14.10.11

Venecia adentro
















La otra mañana entró en clase mi compañera I. con un libro en la mano. Te lo ha traído Salvador... Reta..., un amigo tuyo, vino a decir. Pregunté si aún estaba abajo. No, ya se ha marchado, contestó. Di las gracias y guardé el ejemplar en la cartera. Se trataba de Laberinto veneciano, de Marina Gasparini Lagrange. Ya hablé aquí de él. Mi amigo Retana, que me lee, lo tenía en su casa de Gredos y, todo un detalle, me lo bajó.
Empezaré diciendo que no es lo que uno esperaba. Lector de libros sobre Venecia (a falta de pan...), pensé, más allá de los clásicos, en los de Brodsky, Susanna, García Martín... En diarios venecianos o en libros de viajeros que pasan por esa ciudad mítica. Pero no, no estamos ante eso ni tampoco ante una guía al uso. Ni Gasparini, venezolana de nacimiento y residente en Venecia desde 2000, es una diletante o una turista, sino una pensadora en toda regla, de esa rama de la filosofía que linda con lo poético, de ahí que uno recuerde, cuando la lee, a Benjamin o a María Zambrano. Para percibir el alcance de su Laberinto basta echar un vistazo a su completa bibliografía. Basta y sobra.

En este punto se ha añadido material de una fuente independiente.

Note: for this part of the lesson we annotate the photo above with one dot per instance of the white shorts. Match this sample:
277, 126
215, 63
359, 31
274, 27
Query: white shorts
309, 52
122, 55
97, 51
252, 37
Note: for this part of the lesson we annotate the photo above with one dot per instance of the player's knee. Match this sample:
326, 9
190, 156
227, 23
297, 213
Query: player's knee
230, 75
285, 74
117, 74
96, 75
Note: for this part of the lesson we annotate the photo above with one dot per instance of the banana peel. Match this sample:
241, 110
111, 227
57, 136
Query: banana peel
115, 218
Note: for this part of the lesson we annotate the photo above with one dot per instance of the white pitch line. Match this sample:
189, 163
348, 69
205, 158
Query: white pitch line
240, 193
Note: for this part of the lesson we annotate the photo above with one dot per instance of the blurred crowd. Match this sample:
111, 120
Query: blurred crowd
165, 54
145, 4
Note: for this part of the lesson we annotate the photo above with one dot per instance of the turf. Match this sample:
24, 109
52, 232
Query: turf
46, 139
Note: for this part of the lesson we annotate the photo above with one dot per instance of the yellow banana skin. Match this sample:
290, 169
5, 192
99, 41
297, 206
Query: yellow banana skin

Dije que no era el libro que esperaba, pero no para concluir que su lectura me haya decepcionado. Todo lo contrario. Eso sí, no es el paseo, insisto, que uno imaginó al principio, sino una honda e inesperada reflexión que hace de este libro de aspecto menudo más de lo que parece.
Son once los capítulos que contiene. Al final de cada uno, van las respectivas notas.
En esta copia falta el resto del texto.